Gareth glanced at Tangwen, but if his daughter was listening, she gave no sign that she was disturbed. Thus, Gareth spoke normally, so she would continue to think nothing
was amiss. “Yes, I’m afraid that’s true.” He reached into his coat and pulled out the sketch he’d drawn of the girl’s face, along with the one of Conall. “See for yourself.”
Gwalchmai took both images to study. The two men at the other end of the table had looked up at Gwalchmai’s question. Deciding it would do no good to whisper when their ears were already perked, Gareth gestured to Gwalchmai that he should pass the sketches down the table. “Do you recognize either of these people? The girl had light brown hair, and the man’s hair was red, if that helps. We know he was Irish too.”
“You don’t say?” Flann took the sketches from Gwalchmai. “They’re both dead?”
“Only the girl,” Gareth said. “The man is missing.”
Flann frowned and looked closer. His companion bent nearer too, and some kind of look passed between them before Will sat back in his seat and Flann half-stood, shaking his head, to hand the pictures back to Gareth.
“You don’t know them?” Gareth had been sure there for a moment that he’d seen recognition in Flann’s eyes.
“No, no, of course not. You don’t know their names?”
“The man is named Conall,” Gareth said. “The girl’s is unknown.”
Again, a look that Gareth couldn’t interpret passed between the man and his companion, but then Flann made a dismissive motion with his head and said, “We live in troubled times.”

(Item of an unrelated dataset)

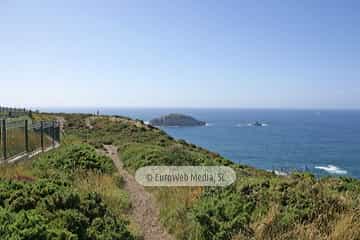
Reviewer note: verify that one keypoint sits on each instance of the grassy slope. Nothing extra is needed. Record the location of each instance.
(69, 193)
(260, 205)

“We do, sir.” Gareth didn’t mention that he was assisting the Deputy Sheriff in his inquiries, though the fact that he had sketches of the two people in question should have given it away. Gareth might believe that Flann had never been to Ireland. He might even find the fact that he didn’t know Conall or the girl credible, but his presence in Shrewsbury as another Irishman when there weren’t that many around, begged for questions.
Which fortunately, Gwen wasn’t afraid to ask. “What brings you to Shrewsbury? You’re a long way from Oxfordshire here.”
Flann had started in again on his vegetables. He stabbed a turnip and held it before his lips as he spoke. “We’re merchants.”